- After Christian Chukwu, another Nigerian footballing great, Peter “the cat” Fregene, needs urgent support
The picture was sheer delight: “Chairman” Christian Chukwu, former Green Eagles’ African Cup of Nations-winning captain in 1980 and former coach of the Super Eagles, in company with Femi Otedola (who donated the US$ 50, 000 for the treatment), Amaju Pinnick, Nigeria Football Federation (NFF) president and Chukwu’s wife, at a London hospital. It shows our “Chairman”, though looking gaunt and rather frail, is being taken care of. Even more assuring was Mr. Otedola’s pledge, to the London hospital staff, that cash won’t be an impediment to Chukwu’s treatment, even if the US$ 50, 000 on the table were to be exhausted.
But the Peter Fregene story is much more dismal. Peter “the flying cat” Fregene, is perhaps the most durable goalkeeper in Nigerian football history. At his peak and as goalkeeper for the flamboyant Lagos club side, Stationery Stores aka “Adebajo Babes”, “Super Stores”, “Flaming Flamingoes”, among other gushing monikers, the no-less-flamboyant and quick-reflex Fregene manned the goal for the Nigerian national team in the 1968 Olympics.
In 1982 — fourteen years later – Fregene was back in goal for Nigeria, for the Eagles’ defence of the Nations Cup win of 1980, in Bengahzi, Libya. Fregene “the cat” could be past his prime, with age not on his side. But his reflexes were still sharp enough to represent his country, as defending African Nations Cup champions.
Fregene, therefore, is an authentic cultural champion and community hero, when football is the question. He was there when Stores were playing that provocative and audacious tiki-taka of the mid-to late 1960s. That sheer magic turned that club into the darling of Lagos fans. On the national scene, he was also there, though he had to share space with contemporary and great rival, Inuwa Rigogo. When against all odds, he made it as first choice Eagles goalkeeper in 1982, his place in Nigerian football history was settled – the most durable goaltender of them all!

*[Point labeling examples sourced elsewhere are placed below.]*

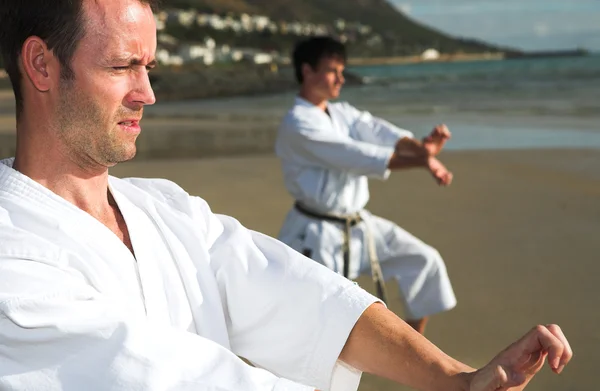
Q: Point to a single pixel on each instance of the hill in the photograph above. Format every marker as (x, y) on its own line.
(399, 34)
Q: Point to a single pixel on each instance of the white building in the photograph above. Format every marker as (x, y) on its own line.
(430, 55)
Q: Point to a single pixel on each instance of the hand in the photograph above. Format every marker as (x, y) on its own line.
(410, 147)
(440, 173)
(434, 143)
(513, 369)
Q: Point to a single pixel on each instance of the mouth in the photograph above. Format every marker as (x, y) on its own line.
(130, 125)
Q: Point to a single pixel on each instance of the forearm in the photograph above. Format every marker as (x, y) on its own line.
(384, 345)
(399, 162)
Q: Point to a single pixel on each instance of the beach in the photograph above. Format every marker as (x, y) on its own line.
(518, 231)
(518, 228)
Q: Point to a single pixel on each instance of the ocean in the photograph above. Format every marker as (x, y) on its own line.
(525, 103)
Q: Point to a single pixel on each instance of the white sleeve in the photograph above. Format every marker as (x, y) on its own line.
(371, 129)
(68, 337)
(286, 313)
(310, 144)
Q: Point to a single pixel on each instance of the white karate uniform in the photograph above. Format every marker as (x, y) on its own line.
(79, 312)
(326, 162)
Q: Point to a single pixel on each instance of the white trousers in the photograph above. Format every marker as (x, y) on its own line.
(417, 267)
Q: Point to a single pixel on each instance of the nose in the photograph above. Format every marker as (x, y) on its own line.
(142, 93)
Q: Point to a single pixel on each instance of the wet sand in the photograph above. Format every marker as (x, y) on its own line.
(518, 230)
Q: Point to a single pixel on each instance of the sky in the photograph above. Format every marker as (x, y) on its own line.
(522, 24)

It is, therefore, a gash in the soul to see such a national treasure suffer in silence, for lack of funding for an ailment in his evening years. Fregene is said to be down with complications relating to stroke. Both cases, of Chukwu and Fregene, are perhaps not helped by the fact that they are proud gentlemen that cherish their privacy, but nevertheless had dutifully, in their youth, pressed their talents in the service of their country. You won’t therefore blame them, if they cringe at crying out for help – help they sorely need.
Chukwu, however, has been lucky, despite his reticence. From a rather impressive reaction from Governor Ifeanyi Ugwanyi, of Chukwu’s Enugu State; to Otedola’s noble intervention, the “Chairman” is in good hands.
But so too, should be Fregene, with Nigeria’s surplus compassionate hearts. To start with, Ifeanyi Okowa, governor of Delta State, Fregene’s home state, should show leadership in mobilising funds for the former goalkeeper. Then others, in and outside of sports, should join; for in his heyday, Fregene made all of us happy and proud. It is time therefore to pay back with our love.
Beyond compassion, however, the Nigerian state ought to set up a vibrant, comprehensive and affordable health care system. The starting point is turning our hospitals round, to fulfill their mandate of citizens’ wellness. Rather than scurrying abroad, Nigerians should basically be treated at home, except those rare cases needing extra specialist help. The current trend is a national disgrace that must stop.
But no less important is laying a viable and vibrant healthcare infrastructure. The scaffolding of such is already on: the National Health Insurance Scheme (NHIS). What remains is effective implementation, and professional integrity of the whole gamut of health delivery workers, from the doctors to the most lowly support staff. Also, with the insurance companies shorn of the notorious “Nigerian factor”, every premium holder should be able to access healthcare at affordable cost.
If the NHIS were running and well, not only national heroes like Chukwu and Fregene, but also the nameless and the helpless would access healthcare without much hassles. Then health-wise, the nameless would not be helpless. That is the way to go.